Friday 18 October 2013

Parkland (Peter Landesman, 2013)

John F. Kennedy’s assassination is a moment in history shrouded in conspiracy theories. Parkland aims to recreate the three days – beginning with the day the President was shot – through to the immediate aftermath and death of JFK shooter Lee Harvey Oswald. Well-documented and thoroughly researched, Parkland is the directorial-debut of Peter Landesman - a journalist himself seeking to ignore the myth and focus on the reality. ‘Parkland’ itself is the hospital Kennedy died within – and where, days later, Oswald was rushed to. Clearly capitalising on an intriguing and important story, Parkland fails to match the cinematic scale of the event. It is held back by the safety-net of ‘accuracy’, becoming a pedestrian and bland version of one of the most iconic time-periods in American history.

Told from multiple perspectives, Parkland shows us how this death immediately changed the lives of everyone who woke-up on 22nd November 1963, excited to see the motorcade in Dallas. Multiple doctors and nurses within Parkland hospital (Zac Efron, Marcia Gay Harden and Colin Hanks) who desperately tried to save his life; Mr Zapruder (Paul Giametti), capturing the infamous footage on the Dealey Plaza; Robert Oswald (James Badge Dale), the brother of the assassin; Jim Hosty (Ron Livingston), an FBI agent ‘tracking’ Lee Harvey Oswald and Secret Service agent Forrest Sorrels (Billy Bob Thornton), tasked with finding evidence on the murder itself.

Ensemble dramas lend themselves well to historical events (as Emilo Estevez’s Bobby did in 2006, covering the final hours of JFK’s brother, Robert Kennedy). In a post-9/11 world, an influx of terrorist-attack film and television has shown ensemble-versions of fictional US-tragedy ranging from televised action-series 24 through to Hollywood-trite Vantage Point. The explosive scale of the latter suited the big-screen while Parklands reserved and thoughtful approach fails to require such scale. Actors from 24, Band of Brothers and The Pacific only reinforce the televisual style of story-telling delivered. Following the shooting, Jackie Kennedy (Kat Steffans) is covered in blood from the shooting until she boards Air Force Once; guards have blood spattered all over their suits. It looks gruesome and horrific, but more akin to E.R. rather than World Trade Centre.

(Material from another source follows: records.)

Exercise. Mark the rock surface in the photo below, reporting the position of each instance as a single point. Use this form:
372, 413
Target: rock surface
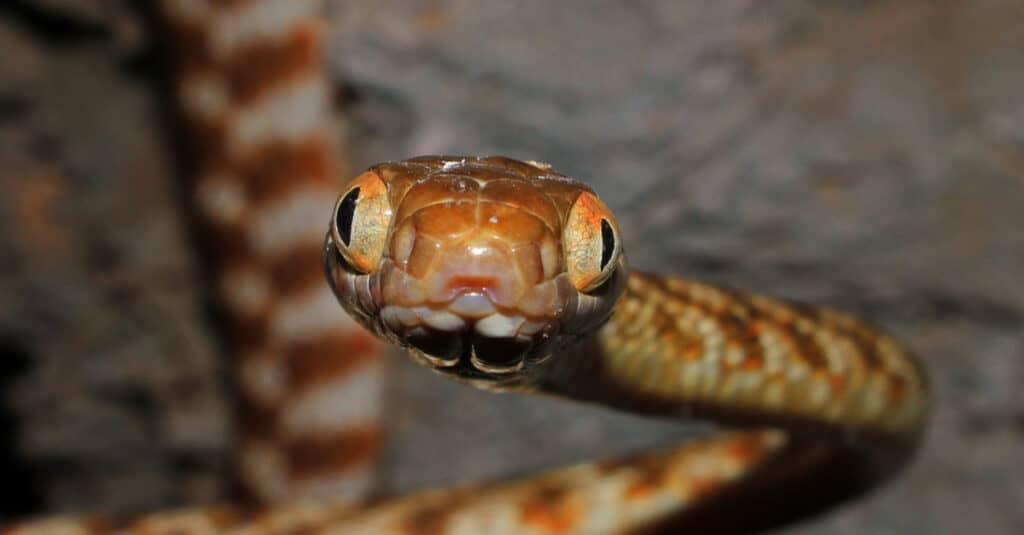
865, 155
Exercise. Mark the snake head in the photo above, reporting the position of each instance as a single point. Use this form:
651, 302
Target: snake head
480, 266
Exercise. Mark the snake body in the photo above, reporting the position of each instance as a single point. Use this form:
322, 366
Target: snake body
255, 103
509, 277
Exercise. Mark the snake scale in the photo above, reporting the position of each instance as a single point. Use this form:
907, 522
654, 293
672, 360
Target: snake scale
507, 276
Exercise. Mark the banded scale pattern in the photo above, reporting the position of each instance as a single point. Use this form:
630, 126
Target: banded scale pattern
256, 105
591, 498
723, 351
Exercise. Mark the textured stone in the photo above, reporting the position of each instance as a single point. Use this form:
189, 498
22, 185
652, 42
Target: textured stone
865, 155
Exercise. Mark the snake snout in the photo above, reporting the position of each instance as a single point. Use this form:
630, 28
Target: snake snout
469, 329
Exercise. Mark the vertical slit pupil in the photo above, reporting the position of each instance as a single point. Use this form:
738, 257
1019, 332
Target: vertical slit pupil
607, 243
343, 219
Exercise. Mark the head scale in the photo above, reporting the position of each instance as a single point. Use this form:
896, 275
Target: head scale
480, 266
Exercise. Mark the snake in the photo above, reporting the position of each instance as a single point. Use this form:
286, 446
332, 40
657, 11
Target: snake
509, 277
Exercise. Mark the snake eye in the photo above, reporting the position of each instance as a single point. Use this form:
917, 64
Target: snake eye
591, 242
361, 218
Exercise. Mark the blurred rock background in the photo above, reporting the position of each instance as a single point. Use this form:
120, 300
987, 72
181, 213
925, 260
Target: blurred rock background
867, 155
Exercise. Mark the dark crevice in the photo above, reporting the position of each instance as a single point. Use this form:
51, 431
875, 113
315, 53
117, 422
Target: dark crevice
19, 495
12, 108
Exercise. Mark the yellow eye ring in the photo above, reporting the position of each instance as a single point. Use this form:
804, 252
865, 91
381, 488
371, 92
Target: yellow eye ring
360, 222
591, 243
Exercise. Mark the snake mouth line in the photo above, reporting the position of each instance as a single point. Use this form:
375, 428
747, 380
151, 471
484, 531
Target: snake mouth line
470, 330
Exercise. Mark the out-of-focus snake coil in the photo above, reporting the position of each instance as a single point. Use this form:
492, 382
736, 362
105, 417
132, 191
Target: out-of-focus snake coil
511, 277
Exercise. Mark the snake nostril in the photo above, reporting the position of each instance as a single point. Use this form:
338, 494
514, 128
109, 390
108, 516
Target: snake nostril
445, 346
494, 354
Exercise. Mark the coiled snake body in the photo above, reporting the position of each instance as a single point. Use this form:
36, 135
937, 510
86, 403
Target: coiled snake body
510, 277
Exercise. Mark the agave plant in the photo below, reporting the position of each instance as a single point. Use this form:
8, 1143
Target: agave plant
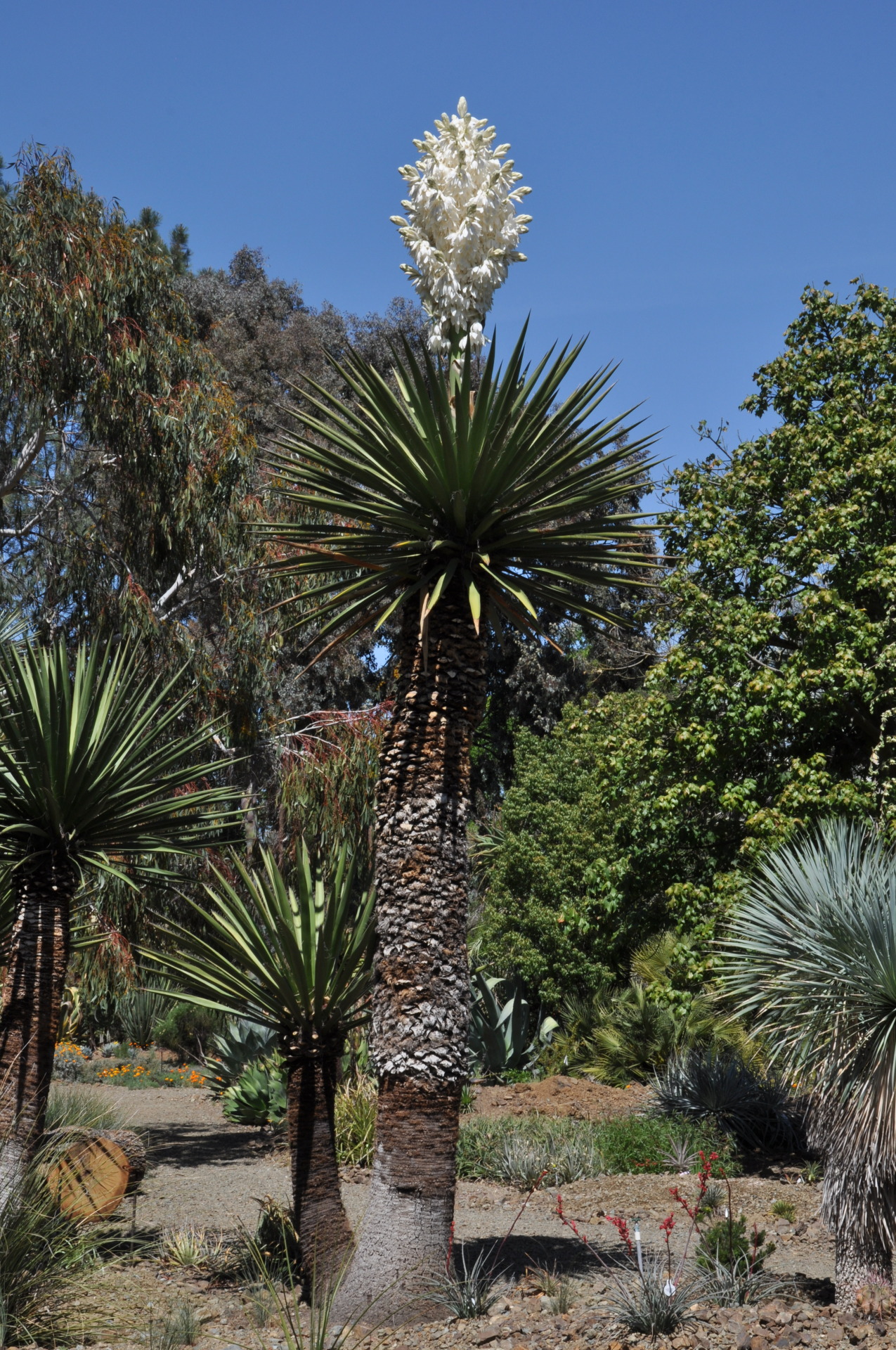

This begs the question whether Parklands should be a feature film at all. The tiny time-frame may have a limited scope but the broad range of characters and the potential for further characters (such as Oswald-killer Jack Ruby, a character Landesman considered in early drafts of the script) surely could have suited the much-heralded, longer-medium of the TV-series. The same stylistic 1960’s milieu as Mad Men would gain a large audience – especially with Tom Hanks as producer. The alternative is a documentary, as talking heads can reflect on the event and provide further insight into the accuracy of the reconstruction. Barry Ackroyd (of LFF Opening Gala film Captain Phillips) is cinematographer and his work shows-off a depth of colour that highlights the bloody work within an A&E department in the 1960’s.

Unfortunately, the efforts to capture accuracy restrain the director. Unlike Argo, whereby the closing credits alone show how accurate their depiction of the 1979 Iran hostage crisis was, Parklands weaves original footage throughout the film itself. Conspiracy theorists will conspire. Though Parklands actively chooses not to dwell on these ideas, a central character to sympathise or empathise with could pull you into the story rather than split our attention. Multiple characters falling to the floor, head in hands when the President dies (at least two) or wandering speechless, in shock to the situation (at least another two), is inevitable and expected – so what is Landesman adding to the story except recreating it? Those who have accepted the non-conspiracy version of events will gain little from seeing a recreation of a moment that has been documented so much. While Parklands may not require a ticket-stub, it could’ve been amongst the higher-quality television – and in fairness, that is no easy feat.

Written as coverage for The 57th London Film Festival for Flickering Myth.